Nearly Legal: Housing Law News and Comment

S v Floyd and a disability defence

This post started as a response to a detailed comment by David Giles, Counsel for Floyd in S V Floyd, on my case report. But his comment and the report by Michael Paget mentioned in my last post – to the effect that Floyd contained a clear rejection of the very idea of a DDA ‘defence’ rather than compensation claim – have sent me back to have another look at S v Floyd. I recommend a look at David Giles’ comment, then reading this post (which is rather hurried and may well be edited over the next day or two)…

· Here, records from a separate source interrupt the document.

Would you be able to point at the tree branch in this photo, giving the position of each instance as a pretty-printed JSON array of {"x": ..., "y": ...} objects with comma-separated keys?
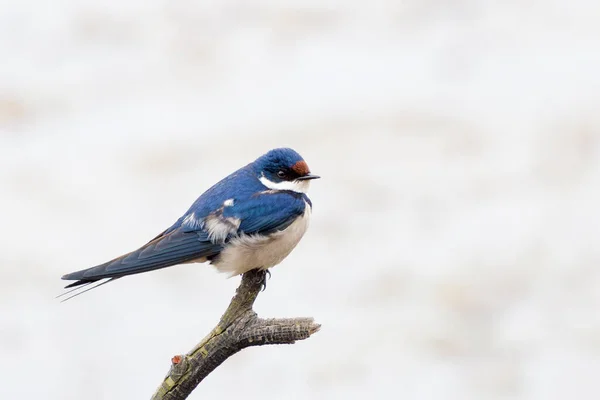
[{"x": 238, "y": 328}]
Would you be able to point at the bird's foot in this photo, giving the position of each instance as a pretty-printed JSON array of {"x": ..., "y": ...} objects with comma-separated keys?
[{"x": 266, "y": 273}]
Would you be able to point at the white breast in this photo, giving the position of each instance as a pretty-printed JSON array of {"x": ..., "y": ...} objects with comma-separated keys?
[{"x": 247, "y": 252}]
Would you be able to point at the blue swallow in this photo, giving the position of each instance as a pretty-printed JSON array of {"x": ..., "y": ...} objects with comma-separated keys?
[{"x": 252, "y": 219}]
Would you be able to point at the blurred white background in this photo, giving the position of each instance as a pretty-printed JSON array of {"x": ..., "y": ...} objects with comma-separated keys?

David, I agree that Malcolm was distinguishable from Floyd on the non-relation of disability to non-payment of rent point. That by itself would not mark a breach with Malcolm.

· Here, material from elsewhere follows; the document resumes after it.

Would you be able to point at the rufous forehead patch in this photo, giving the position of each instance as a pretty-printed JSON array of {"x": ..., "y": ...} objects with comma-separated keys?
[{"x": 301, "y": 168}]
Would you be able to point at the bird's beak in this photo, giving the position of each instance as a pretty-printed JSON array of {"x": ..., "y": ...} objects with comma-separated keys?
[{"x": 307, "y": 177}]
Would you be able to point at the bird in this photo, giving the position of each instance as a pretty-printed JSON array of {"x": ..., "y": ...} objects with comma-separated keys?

I think the distinction made between a statutory mandatory claim and the ‘contractual’ (actually common law – thanks J) claim in Malcolm doesn’t stand up, because if the suggestions in the Floyd judgment were carried through, it would make no difference – both would be lawful possession claims with no DDA ‘defence’.

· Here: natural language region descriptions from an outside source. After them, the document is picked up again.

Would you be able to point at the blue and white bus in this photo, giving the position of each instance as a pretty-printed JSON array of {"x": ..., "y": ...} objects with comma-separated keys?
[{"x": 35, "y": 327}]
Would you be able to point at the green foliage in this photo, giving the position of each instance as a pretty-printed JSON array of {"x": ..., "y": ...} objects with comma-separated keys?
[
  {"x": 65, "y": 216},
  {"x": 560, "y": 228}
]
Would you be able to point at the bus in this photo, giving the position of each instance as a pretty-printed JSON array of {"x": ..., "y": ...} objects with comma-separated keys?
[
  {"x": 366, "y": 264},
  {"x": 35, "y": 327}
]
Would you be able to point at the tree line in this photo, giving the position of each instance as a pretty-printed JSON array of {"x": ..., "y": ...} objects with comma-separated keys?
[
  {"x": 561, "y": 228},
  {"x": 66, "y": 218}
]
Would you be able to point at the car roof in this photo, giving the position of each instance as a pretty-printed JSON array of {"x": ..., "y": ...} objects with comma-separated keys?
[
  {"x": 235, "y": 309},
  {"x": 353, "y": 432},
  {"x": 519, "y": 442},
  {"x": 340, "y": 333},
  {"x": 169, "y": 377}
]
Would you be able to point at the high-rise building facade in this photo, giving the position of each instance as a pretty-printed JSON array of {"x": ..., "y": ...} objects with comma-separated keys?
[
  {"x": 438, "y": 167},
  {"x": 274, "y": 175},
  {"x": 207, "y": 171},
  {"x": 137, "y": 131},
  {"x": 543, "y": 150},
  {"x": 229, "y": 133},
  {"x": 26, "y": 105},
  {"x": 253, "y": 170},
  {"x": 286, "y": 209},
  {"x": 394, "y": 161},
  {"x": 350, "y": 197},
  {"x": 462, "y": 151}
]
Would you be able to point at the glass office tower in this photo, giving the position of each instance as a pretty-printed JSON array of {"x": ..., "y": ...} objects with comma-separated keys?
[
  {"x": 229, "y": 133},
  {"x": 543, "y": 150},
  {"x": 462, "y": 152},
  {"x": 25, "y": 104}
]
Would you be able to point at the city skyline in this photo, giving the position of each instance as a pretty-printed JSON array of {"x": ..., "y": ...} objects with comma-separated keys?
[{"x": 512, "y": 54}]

I noted the scepticism to the idea of a DDA ‘defence’ at 48. and meant to comment on it in my original post. But as I did say in that post, I think that the Court has got rather confused about the very idea of a ‘defence’.

The judgment in Floyd does not put forward an argument that gets around s.22(3)(c) DDA 1995. If the eviction is unlawful by reason of being unjustified discrimination, what does the Court suggest? The implication of 48. would be a claim for compensation. So, the County Court is to aid an unlawful act by making the possession order, but it is OK because the ex-tenant then has a claim for compensation? This makes no sense.

The objection appears to be that an otherwise lawful possession claim cannot become unlawful by operation of the DDA. But that is the point of the DDA in general – otherwise lawful acts are unlawful if they constitute disability discrimination.

It is hard to escape the logic of Malcolm, once it is acknowledged that an otherwise lawful possession claim can constitute ‘less favourable treatment for a reason related to disability’ in comparison to ‘others to whom the reason would not apply’, to paraphrase s.24(1)(a).

The Floyd judgment does approach this in 57 and 58, as you say, by reference to Taylor v OCS Group Ltd [2006] EWCA Civ 702. Taylor v OCS at 72 says:

“In the context of the DDA, an employer cannot discriminate against the employee unless he treats the disabled employee differently for a reason (present in his, the employer’s mind) which is related to the employee’s disability.”

This is a major difference to the interpretation of ‘for a reason’ set out by the Court of Appeal in Novacold. The judgment in OCS distinguishes Novacold by saying that the treatment in Novacold was clearly for a reason related to disability, so the judgment offers no aid on ‘reason related to…’. But this dismissal doesn’t actually stand up. If it did then the whole logic of the comparator set out in Novacold would make no sense at all, as it is based on an analyis of what the term ‘reason’ actually means, and it is not the meaning that is set out in OCS.

The stakes become clear at this point. It is not, in the end, about whether the DDA applies to mandatory possession claims. As far as I can see Floyd gives no reason at all why it would not – while not actually having to decide the issue in this case. The argument – or significant difference of position – is about the interpretation of ‘for a reason related to his disability’ tout court, pitting OCS against the line of Novacold judgments, including Malcolm and Romano, and affecting the entire application of the DDA.

But even if the OCS approach was right, and I’m sure the House of Lords will hear it in Malcolm shortly, that would not stop the DDA having potential application in mandatory possession claims. For example, what of a s.21 possession that could be shown to have been undertaken because the landlord did not want a disabled person to remain in the property? Is the only recourse of the ex-tenant to be to a claim for compensation, while the County Court aids an unlawful act?